L’Union Sociale pour l’Habitat de BFC et la Fédération Nationale Solidarité Femmes viennent de renouveler leur convention pour soutenir le relogement des femmes victimes de violences conjugales et de leurs enfants. Actif depuis 2022, ce partenariat vise à accompagner au mieux les femmes, à former les professionnels et les faire se rencontrer, ainsi qu'à favoriser le repérage des situations de violence par les bailleurs sociaux.
Selon les chiffres du ministère de l'Intérieur en 2024, 107 femmes ont été victimes de féminicides, 270 de tentatives de féminicides, et 906 femmes ont tenté ou se sont suicidées suite au harcèlement par leur (ex-)conjoint. D’après une enquête menée par l’IFOP en partenariat avec le Crédit Mutuel et la Fédération Nationale Solidarité Femmes (FNSF) en 2025, 40% des femmes en couple interrogées ne pourraient pas payer seules un loyer si elles devaient quitter le foyer conjugal et 44% ne pourraient pas le quitter sans une aide économique extérieure. La question du (re)logement des femmes victimes est donc centrale, comme le souligne Juliane Charton, responsable du pôle Hébergement-Logement au sein de la FNSF : "Le logement est une condition matérielle décisive pour mettre en sécurité les femmes et leurs enfants et leur permettre de se reconstruire".

L'USH BFC et la FNSF ont organisé une conférence de presse à l'occasion du renouvellement de leur partenariat le 12 février 2026. Crédits photo : Christine Müller-Wille
Les bailleurs sociaux de Bourgogne-Franche-Comté et leurs partenaires se mobilisent donc depuis de longue date pour répondre à cet enjeu vital. Unis depuis 2022 par une convention, l’Union Sociale pour l’Habitat de BFC (USH BFC) et la FNSF viennent de la renouveler, jusqu'en 2028. Concrètement, ce partenariat permet aux femmes de bénéficier d’un accompagnement spécialisé, porté par les associations locales, et d’un relogement dans des délais très restreints par les bailleurs adhérents ; aux professionnels de se rencontrer et d'échanger (partage d’une culture commune, fluidification des parcours, etc.) ; aux bailleurs de bénéficier de formations pour les équipes de terrain (repérage et orientation) et d’outils de communication en direction des locataires (affiches, vidéos) pour favoriser le repérage des situations de violences et l’orientation vers les structures locales.

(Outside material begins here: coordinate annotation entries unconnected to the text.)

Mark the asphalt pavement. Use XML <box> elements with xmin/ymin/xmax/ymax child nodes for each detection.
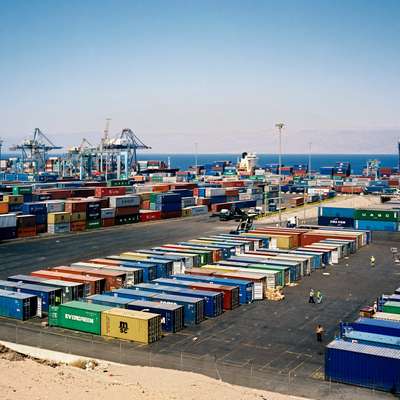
<box><xmin>0</xmin><ymin>217</ymin><xmax>400</xmax><ymax>399</ymax></box>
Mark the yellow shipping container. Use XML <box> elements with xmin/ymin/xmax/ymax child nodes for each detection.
<box><xmin>71</xmin><ymin>212</ymin><xmax>86</xmax><ymax>222</ymax></box>
<box><xmin>101</xmin><ymin>308</ymin><xmax>161</xmax><ymax>344</ymax></box>
<box><xmin>47</xmin><ymin>212</ymin><xmax>71</xmax><ymax>224</ymax></box>
<box><xmin>3</xmin><ymin>194</ymin><xmax>24</xmax><ymax>204</ymax></box>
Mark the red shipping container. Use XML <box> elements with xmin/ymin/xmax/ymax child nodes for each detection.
<box><xmin>82</xmin><ymin>181</ymin><xmax>107</xmax><ymax>187</ymax></box>
<box><xmin>225</xmin><ymin>188</ymin><xmax>239</xmax><ymax>196</ymax></box>
<box><xmin>43</xmin><ymin>189</ymin><xmax>72</xmax><ymax>200</ymax></box>
<box><xmin>65</xmin><ymin>199</ymin><xmax>87</xmax><ymax>214</ymax></box>
<box><xmin>140</xmin><ymin>200</ymin><xmax>150</xmax><ymax>210</ymax></box>
<box><xmin>36</xmin><ymin>224</ymin><xmax>47</xmax><ymax>233</ymax></box>
<box><xmin>71</xmin><ymin>188</ymin><xmax>95</xmax><ymax>197</ymax></box>
<box><xmin>139</xmin><ymin>210</ymin><xmax>161</xmax><ymax>222</ymax></box>
<box><xmin>52</xmin><ymin>266</ymin><xmax>126</xmax><ymax>291</ymax></box>
<box><xmin>94</xmin><ymin>186</ymin><xmax>126</xmax><ymax>197</ymax></box>
<box><xmin>31</xmin><ymin>269</ymin><xmax>106</xmax><ymax>296</ymax></box>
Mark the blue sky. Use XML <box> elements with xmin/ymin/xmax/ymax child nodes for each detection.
<box><xmin>0</xmin><ymin>0</ymin><xmax>400</xmax><ymax>153</ymax></box>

Entre 2022 et 2025, 24 situations très prioritaires ont été traitées spécifiquement dans le cadre de la convention. Elles ont fait l’objet d’une fiche de liaison traitée par la FNSF et retransmise aux bailleurs locaux : 58% des femmes concernées ont été relogées en moins de 3 mois, 87,5% en moins de 6 mois. "Chaque fois qu’un signalement est remonté, les bailleurs sociaux lui donnent la priorité", confirme François-Xavier Dugourd, président de l'USH BFC.
Reloger et accompagner

Sur ces attributions de logement, 161 situations (161 femmes et 226 enfants) ont bénéficié de l’accompagnement réalisé par les associations locales adhérentes à la Fédération Nationale Solidarité Femmes entre 2023 et 2025. Sur le plan local, ces associations sont Solidarité Femmes à Dijon, Besançon et dans le Territoire de Belfort, ainsi que Les Pep 71 – CHRS L’Écluse – Chalon-sur-Saône.